Fengshan Yu et al. J Neurotrauma. 2012 Sep.

Abstract

Traumatic brain injury (TBI) leads to both acute injury and long-term neurodegeneration, and is a major risk factor for developing Alzheimer's disease (AD). Beta amyloid (Aβ) peptide deposits in the brain are one of the pathological hallmarks of AD. Aβ levels increase after TBI in animal models and in patients with head trauma, and reducing Aβ levels after TBI has beneficial effects. Lithium is known to be neuroprotective in various models of neurodegenerative disease, and can reduce Aβ generation by modulating glycogen synthase kinase-3 (GSK-3) activity. In this study we explored whether lithium would reduce Aβ load after TBI, and improve learning and memory in a mouse TBI model.
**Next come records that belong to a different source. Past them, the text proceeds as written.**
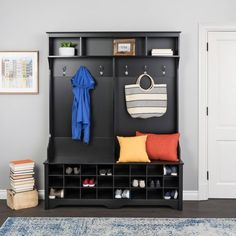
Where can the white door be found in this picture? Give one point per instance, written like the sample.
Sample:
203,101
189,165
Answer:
222,114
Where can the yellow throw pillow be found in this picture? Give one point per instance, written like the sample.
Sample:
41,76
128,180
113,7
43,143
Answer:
133,149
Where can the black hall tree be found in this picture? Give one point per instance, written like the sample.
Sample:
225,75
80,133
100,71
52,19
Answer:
109,119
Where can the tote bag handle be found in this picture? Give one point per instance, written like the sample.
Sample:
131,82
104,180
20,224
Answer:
150,78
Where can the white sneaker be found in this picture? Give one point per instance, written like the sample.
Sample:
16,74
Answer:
126,194
135,183
118,193
141,183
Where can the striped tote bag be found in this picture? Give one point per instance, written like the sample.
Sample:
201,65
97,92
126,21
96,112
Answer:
146,103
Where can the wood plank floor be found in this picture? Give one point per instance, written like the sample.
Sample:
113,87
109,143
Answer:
210,208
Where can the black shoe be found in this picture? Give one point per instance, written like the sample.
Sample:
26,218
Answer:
152,184
76,170
102,172
69,170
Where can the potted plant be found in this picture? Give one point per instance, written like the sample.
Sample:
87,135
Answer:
67,49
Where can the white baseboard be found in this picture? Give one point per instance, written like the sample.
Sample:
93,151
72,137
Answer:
187,195
190,195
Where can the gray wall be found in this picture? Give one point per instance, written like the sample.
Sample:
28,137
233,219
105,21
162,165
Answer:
24,118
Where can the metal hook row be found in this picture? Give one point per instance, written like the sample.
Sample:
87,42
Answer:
101,70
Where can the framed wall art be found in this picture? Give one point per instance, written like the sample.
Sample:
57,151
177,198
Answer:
124,47
19,72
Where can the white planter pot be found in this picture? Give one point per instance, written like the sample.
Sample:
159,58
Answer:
66,52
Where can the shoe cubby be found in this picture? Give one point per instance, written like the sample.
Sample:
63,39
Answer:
72,170
88,193
122,182
155,194
138,170
72,181
105,181
155,170
138,179
171,182
105,193
138,193
154,180
102,170
122,169
72,193
56,181
88,170
55,169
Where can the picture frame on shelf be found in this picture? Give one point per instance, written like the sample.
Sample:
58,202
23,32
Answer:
19,72
124,47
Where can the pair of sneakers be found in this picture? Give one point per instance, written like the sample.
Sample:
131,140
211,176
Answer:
70,170
103,172
56,193
170,170
122,194
154,184
138,183
171,194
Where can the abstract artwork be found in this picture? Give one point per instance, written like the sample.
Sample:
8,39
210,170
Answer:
19,72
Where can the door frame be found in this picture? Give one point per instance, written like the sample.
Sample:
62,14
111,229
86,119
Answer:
204,29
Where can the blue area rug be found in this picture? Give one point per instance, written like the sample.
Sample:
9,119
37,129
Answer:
60,226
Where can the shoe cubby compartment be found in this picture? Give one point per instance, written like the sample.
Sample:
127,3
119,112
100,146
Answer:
72,181
88,193
104,168
155,170
72,193
122,169
122,182
171,191
171,182
138,193
105,193
78,168
88,170
154,179
56,181
171,167
105,181
155,194
138,178
138,170
55,169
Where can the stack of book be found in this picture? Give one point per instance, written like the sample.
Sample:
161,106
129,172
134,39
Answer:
22,175
162,52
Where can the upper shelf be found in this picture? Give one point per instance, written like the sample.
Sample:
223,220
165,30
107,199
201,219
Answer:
104,56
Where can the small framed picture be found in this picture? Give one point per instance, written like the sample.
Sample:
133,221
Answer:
124,47
19,72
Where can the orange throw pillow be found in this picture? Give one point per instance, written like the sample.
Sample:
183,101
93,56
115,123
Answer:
161,146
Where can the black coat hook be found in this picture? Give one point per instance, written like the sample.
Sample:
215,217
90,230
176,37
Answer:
126,70
101,70
64,70
163,69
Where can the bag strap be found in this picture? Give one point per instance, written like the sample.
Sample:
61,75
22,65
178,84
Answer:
151,79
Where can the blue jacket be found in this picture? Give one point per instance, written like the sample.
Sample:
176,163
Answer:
82,82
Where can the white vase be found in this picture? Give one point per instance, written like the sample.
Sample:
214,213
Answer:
66,52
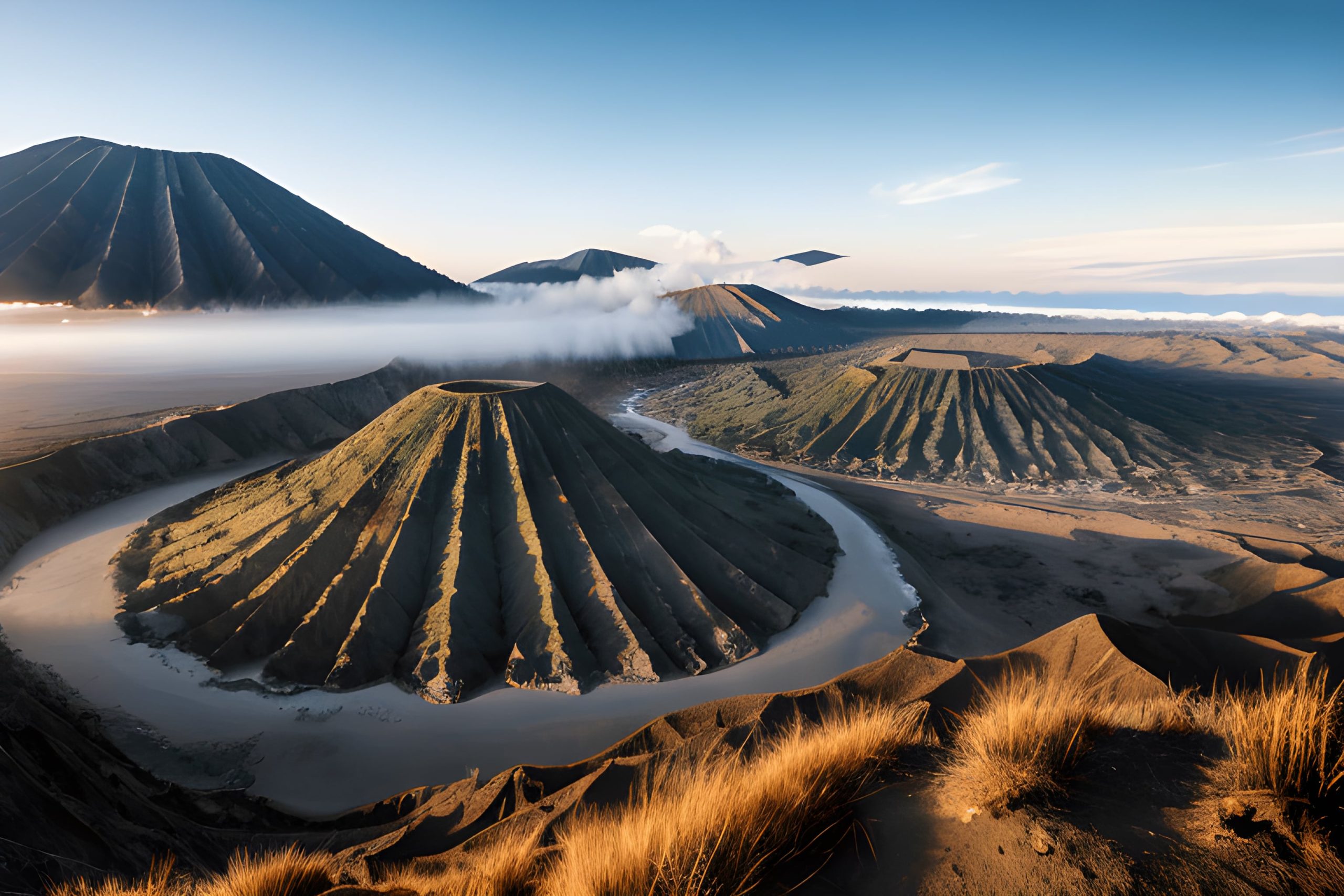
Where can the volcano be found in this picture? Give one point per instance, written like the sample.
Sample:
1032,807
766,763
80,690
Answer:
980,417
749,320
586,262
96,225
478,530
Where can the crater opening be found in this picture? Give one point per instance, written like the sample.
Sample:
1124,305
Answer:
484,387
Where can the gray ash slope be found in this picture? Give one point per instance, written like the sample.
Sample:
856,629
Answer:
93,224
1097,419
741,319
476,530
586,262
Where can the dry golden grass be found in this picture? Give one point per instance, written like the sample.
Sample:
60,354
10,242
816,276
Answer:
159,882
287,872
491,867
717,827
1287,736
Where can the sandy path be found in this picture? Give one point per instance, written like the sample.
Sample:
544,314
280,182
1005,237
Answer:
323,753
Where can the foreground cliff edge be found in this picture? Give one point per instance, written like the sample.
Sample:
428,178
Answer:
480,529
1067,765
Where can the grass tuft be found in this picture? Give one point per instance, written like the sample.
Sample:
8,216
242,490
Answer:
492,866
1285,736
159,882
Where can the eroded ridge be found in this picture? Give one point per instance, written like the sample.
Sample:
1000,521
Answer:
475,530
93,224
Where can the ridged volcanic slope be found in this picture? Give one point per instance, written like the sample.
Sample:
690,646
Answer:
93,224
1097,419
475,530
733,320
586,262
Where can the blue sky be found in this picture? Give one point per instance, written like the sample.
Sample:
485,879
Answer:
1073,147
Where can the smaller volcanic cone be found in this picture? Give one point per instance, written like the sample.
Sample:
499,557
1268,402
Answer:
476,530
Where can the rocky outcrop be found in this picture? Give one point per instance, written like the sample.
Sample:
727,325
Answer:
749,320
811,257
94,224
481,529
586,262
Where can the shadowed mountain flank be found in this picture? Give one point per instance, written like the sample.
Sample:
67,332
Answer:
1098,419
586,262
749,320
94,224
481,529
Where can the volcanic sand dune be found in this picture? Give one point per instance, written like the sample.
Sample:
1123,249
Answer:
733,320
586,262
1101,419
94,224
481,529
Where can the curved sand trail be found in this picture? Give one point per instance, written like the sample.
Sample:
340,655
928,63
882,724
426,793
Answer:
320,753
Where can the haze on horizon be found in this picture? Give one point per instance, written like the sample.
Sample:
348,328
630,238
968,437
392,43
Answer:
1138,150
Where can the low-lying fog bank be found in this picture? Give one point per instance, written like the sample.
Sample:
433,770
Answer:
322,753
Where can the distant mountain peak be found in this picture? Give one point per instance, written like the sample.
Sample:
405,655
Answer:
479,530
586,262
94,224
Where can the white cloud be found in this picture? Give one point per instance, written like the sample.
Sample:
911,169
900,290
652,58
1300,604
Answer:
978,181
1330,151
694,245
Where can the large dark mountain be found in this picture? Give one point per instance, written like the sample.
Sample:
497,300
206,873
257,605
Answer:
586,262
483,529
750,320
811,257
94,224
Lithium chloride (1.5 mEq/kg, IP) was administered 15 min after TBI, and once daily thereafter for up to 3 weeks. At 3 days after injury, lithium attenuated TBI-induced Aβ load increases, amyloid precursor protein (APP) accumulation, and β-APP-cleaving enzyme-1 (BACE1) overexpression in the corpus callosum and hippocampus. Increased Tau protein phosphorylation in the thalamus was also attenuated after lithium treatment following TBI at the same time point. Notably, lithium treatment significantly improved spatial learning and memory in the Y-maze test conducted 10 days after TBI, and in the Morris water maze test performed 17-20 days post-TBI, in association with increased hippocampal preservation. Thus post-insult treatment with lithium appears to alleviate the TBI-induced Aβ load and consequently improves spatial memory. Our findings suggest that lithium is a potentially useful agent for managing memory impairments after TBI or other head trauma.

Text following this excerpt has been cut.